RRF instead converts each ranking to a positional score: 1/(k + rank), where k is a constant (and the standard value of 60 worked well in our case). A document ranked first by vector search gets a score of 1/61; ranked third gets 1/63. The same calculation happens independently for the keyword ranking, and the two scores are simply summed. Documents that appear in both rankings get a natural boost, and documents that only one system found still surface purely off rank arithmetic.

The results

We ran the same 550 self-retrieval queries against the hybrid system.

99.8%: one miss out of 550.

The jump from 82.4% to 99.8% came almost entirely from the keyword signal catching the exact queries that vector search was structurally unable to handle, which in hindsight makes complete sense, but we weren't expecting for it to be this fitting. The single miss remaining in the hybrid search stress test is an edge case (specifically a particularly unusual tribunal decision whose description doesn't share enough distinctive terms with its content for either signal to surface it confidently). At a certain point, one miss in 550 is about as good as self-retrieval testing can measure.

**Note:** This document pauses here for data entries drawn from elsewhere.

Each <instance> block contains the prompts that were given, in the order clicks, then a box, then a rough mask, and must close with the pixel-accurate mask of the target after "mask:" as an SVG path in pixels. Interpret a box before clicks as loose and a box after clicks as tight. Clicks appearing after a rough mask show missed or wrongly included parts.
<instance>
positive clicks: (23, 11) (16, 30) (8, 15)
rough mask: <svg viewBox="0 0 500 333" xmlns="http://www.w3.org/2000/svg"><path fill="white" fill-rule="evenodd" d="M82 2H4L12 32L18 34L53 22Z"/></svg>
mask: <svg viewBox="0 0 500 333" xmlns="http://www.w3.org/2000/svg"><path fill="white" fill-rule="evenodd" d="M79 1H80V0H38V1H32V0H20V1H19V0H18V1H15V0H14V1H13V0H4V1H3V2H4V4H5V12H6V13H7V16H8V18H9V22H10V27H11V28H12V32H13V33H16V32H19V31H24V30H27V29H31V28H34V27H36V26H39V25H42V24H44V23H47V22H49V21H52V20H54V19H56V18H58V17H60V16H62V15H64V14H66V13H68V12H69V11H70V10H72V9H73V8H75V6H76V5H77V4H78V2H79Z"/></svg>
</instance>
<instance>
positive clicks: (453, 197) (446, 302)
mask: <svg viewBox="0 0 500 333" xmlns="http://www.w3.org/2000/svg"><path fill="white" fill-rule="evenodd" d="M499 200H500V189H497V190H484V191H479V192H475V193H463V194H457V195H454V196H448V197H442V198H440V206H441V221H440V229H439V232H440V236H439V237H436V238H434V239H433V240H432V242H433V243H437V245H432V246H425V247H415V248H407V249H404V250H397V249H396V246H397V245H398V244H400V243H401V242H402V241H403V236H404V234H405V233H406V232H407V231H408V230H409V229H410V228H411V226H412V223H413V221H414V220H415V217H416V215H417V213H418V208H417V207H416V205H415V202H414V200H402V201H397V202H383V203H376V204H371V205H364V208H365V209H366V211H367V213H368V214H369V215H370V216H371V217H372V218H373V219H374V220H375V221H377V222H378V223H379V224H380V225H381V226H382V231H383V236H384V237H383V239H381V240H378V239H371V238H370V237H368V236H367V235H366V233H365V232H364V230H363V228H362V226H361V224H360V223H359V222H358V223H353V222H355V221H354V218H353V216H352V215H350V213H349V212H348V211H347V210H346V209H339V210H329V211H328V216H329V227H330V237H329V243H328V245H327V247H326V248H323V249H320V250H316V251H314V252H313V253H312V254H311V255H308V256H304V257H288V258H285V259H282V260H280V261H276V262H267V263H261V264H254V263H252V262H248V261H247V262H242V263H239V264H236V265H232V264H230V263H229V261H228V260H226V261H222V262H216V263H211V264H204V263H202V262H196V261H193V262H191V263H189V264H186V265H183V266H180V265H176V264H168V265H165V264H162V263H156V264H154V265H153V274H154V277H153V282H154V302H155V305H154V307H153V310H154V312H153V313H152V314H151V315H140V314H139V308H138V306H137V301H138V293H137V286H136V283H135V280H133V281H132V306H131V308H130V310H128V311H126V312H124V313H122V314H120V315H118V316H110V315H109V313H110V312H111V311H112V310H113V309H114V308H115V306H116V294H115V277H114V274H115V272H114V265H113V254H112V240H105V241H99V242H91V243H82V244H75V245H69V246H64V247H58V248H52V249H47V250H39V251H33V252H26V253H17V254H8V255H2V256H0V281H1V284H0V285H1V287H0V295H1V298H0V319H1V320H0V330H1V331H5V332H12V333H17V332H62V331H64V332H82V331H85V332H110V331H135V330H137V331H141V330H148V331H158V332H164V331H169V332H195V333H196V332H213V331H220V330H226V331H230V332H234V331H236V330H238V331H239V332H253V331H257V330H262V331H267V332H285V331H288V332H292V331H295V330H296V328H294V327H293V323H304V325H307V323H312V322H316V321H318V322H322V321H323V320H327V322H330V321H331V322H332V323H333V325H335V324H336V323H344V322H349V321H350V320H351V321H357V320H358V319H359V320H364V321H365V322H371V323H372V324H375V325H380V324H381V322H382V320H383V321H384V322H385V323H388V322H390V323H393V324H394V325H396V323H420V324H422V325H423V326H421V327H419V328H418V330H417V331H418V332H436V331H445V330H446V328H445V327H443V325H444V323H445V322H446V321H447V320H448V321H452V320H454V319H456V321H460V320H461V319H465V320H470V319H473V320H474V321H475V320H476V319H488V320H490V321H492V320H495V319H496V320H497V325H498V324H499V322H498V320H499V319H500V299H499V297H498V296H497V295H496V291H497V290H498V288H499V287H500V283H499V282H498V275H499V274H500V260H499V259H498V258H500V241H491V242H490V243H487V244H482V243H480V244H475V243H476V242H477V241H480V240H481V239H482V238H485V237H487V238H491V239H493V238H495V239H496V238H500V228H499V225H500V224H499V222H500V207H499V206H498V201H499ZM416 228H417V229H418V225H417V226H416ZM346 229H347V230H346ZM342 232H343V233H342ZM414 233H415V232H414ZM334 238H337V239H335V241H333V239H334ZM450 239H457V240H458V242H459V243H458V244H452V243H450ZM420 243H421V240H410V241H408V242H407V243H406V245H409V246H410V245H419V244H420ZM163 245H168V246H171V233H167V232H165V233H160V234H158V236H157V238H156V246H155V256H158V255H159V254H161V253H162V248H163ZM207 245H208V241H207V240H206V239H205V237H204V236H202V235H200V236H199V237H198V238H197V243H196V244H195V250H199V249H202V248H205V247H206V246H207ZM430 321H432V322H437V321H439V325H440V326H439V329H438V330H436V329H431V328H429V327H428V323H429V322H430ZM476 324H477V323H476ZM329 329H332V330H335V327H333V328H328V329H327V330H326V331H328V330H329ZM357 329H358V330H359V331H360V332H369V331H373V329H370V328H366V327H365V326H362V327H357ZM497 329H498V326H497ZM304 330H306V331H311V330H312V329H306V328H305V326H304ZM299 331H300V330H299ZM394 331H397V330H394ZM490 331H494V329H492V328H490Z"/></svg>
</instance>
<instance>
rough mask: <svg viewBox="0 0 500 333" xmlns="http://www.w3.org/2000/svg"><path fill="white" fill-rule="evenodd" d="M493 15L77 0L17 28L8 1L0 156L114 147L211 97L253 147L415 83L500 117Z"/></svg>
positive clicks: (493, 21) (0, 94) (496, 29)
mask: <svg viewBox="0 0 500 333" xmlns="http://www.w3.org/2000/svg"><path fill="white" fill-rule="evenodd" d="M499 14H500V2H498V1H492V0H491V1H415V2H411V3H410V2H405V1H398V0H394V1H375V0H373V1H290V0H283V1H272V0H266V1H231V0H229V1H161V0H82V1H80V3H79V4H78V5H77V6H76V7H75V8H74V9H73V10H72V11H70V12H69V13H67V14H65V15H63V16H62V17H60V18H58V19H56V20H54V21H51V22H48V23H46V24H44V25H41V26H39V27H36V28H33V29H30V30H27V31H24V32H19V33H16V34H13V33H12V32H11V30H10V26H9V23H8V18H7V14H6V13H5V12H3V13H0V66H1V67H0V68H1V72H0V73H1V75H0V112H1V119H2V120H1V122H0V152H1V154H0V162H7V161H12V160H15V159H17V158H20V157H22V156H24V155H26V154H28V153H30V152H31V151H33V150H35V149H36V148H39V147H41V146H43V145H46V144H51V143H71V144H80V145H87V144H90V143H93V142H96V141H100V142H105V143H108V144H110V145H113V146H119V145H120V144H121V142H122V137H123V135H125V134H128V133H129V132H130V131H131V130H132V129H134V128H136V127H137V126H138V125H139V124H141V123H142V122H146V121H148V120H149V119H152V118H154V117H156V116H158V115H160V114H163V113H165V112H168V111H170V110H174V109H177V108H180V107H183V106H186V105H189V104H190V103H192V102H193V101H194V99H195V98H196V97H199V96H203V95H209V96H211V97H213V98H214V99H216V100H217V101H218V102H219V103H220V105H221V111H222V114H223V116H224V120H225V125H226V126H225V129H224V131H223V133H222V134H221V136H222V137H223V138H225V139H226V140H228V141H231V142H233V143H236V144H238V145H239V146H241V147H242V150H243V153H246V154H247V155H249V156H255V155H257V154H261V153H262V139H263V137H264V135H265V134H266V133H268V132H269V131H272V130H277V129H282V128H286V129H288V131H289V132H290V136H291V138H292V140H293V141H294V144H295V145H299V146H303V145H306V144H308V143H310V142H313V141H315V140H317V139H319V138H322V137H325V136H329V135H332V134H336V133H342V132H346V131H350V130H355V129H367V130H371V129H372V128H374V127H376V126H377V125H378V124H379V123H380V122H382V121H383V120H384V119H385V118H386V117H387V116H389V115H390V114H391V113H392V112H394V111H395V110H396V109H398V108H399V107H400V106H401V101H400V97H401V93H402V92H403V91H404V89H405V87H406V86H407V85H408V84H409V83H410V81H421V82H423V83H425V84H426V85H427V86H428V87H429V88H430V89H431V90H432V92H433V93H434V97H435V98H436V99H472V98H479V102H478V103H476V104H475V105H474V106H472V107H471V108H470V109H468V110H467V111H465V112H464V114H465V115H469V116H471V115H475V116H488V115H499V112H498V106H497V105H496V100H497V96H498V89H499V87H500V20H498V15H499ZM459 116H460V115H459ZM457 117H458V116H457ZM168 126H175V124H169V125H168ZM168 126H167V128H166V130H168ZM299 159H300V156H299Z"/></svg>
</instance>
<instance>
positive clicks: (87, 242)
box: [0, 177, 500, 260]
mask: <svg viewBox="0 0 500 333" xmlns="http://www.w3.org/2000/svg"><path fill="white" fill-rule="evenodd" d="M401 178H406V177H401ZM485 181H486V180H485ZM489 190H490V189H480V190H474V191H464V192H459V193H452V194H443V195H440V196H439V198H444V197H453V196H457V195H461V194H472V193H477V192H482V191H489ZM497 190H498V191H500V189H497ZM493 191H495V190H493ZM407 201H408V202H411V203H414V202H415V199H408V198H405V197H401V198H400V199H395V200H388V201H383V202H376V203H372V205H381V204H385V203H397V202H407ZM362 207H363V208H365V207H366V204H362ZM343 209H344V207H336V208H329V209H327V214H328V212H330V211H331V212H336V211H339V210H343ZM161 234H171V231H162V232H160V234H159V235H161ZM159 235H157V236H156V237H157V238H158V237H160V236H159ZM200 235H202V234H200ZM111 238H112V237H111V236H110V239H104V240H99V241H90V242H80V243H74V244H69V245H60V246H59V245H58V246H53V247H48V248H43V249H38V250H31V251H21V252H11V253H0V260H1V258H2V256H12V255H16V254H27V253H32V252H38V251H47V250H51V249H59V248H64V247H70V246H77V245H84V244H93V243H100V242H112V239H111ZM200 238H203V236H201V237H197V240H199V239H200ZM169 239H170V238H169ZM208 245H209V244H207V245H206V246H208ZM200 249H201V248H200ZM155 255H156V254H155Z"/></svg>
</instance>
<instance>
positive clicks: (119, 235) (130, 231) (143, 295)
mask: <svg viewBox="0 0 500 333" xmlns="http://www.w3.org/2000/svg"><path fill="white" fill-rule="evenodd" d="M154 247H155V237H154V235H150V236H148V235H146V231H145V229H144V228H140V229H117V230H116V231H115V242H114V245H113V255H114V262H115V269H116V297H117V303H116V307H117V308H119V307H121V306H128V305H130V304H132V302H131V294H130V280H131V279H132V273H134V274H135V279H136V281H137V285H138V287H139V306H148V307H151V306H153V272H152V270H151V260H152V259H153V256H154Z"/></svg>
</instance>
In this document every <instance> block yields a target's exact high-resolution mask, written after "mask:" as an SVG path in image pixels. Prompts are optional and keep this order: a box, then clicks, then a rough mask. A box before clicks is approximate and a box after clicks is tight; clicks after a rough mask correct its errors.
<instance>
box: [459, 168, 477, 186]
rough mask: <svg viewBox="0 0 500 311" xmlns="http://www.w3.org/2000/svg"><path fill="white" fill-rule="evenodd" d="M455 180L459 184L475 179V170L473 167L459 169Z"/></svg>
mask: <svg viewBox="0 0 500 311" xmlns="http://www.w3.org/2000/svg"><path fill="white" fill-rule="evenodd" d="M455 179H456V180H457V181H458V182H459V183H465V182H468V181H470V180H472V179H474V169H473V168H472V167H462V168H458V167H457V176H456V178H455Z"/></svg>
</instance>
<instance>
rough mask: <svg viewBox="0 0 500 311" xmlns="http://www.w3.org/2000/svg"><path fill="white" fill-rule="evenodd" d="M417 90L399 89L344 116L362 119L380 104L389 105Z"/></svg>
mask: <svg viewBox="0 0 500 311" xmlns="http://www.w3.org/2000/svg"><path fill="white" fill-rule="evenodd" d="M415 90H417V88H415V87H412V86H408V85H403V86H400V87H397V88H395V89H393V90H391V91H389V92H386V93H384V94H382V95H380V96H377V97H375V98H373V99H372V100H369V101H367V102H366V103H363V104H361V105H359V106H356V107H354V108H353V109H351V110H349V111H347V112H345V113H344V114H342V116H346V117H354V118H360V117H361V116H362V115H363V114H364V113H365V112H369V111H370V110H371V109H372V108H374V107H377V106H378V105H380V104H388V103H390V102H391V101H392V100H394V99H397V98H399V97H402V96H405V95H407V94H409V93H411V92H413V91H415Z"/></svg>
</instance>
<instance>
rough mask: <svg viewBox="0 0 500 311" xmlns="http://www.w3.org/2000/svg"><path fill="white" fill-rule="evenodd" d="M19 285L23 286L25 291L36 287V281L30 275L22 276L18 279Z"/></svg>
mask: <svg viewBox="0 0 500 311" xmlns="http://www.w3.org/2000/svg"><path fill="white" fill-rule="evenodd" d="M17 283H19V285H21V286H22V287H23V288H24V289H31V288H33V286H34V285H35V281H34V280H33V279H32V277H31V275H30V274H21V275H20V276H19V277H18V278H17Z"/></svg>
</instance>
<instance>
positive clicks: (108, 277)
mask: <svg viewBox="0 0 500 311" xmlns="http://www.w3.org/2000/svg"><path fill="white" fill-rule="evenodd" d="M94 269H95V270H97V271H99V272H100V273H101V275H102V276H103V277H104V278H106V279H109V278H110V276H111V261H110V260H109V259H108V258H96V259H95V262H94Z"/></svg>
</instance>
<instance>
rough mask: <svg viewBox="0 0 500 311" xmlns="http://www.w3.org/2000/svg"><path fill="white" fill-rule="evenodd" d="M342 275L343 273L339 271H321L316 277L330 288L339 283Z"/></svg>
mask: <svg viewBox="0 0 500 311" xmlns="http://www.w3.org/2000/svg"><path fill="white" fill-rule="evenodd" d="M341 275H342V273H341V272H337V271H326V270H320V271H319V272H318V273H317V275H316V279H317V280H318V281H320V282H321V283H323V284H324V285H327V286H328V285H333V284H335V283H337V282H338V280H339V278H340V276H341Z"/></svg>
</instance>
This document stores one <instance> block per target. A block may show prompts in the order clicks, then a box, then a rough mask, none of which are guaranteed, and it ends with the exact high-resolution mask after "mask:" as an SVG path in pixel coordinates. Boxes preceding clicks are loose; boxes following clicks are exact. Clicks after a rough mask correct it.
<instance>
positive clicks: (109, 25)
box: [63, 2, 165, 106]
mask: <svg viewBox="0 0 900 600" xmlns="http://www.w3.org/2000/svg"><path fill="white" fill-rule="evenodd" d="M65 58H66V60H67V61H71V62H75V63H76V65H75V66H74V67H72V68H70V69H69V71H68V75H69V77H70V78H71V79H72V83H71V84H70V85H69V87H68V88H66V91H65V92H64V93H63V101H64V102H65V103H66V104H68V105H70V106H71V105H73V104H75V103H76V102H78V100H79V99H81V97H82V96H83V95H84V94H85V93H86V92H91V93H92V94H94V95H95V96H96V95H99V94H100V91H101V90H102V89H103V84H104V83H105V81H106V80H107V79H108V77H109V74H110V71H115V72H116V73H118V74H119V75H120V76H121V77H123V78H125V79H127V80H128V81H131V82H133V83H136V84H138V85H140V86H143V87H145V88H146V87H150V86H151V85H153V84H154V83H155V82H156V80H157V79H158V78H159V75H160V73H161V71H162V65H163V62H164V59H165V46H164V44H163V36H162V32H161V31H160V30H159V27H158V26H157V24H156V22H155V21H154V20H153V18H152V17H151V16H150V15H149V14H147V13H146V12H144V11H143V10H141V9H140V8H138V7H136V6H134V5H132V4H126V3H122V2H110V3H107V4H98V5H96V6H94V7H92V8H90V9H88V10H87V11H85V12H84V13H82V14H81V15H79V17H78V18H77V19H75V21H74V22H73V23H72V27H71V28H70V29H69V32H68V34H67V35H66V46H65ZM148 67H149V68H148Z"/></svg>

Performance-wise, the hybrid search runs at ~13ms P50 for the query itself, and even factoring in embedding latency the full round-trip sits at ~88ms P50, which was all achieved running on the same Postgres instance we already had.

What's next

Rolling this out across the full corpus once we're happy with the evaluation. Self-retrieval numbers from staging already show pass@k sitting at 99.9% across the full 31,000-document corpus, with the only miss being the same edge case from the case law testbed.

That said, self-retrieval is a controlled test and the queries are derived from the documents themselves, so there's an inherent advantage baked in. We've since run a broader evaluation pass with agent-generated queries that the system hasn't seen before, and the results are holding up very well. We're continuing to build out the suite and test it against cross-register queries where the expected result might be a piece of legislation rather than a case, multi-hop queries that require chaining multiple documents together, and adversarial queries designed to trip up the ranking.

There is lots still to learn. Early days, but legal support that's grounded in real authority rather than guesswork is the kind of thing we're working on at Remedy.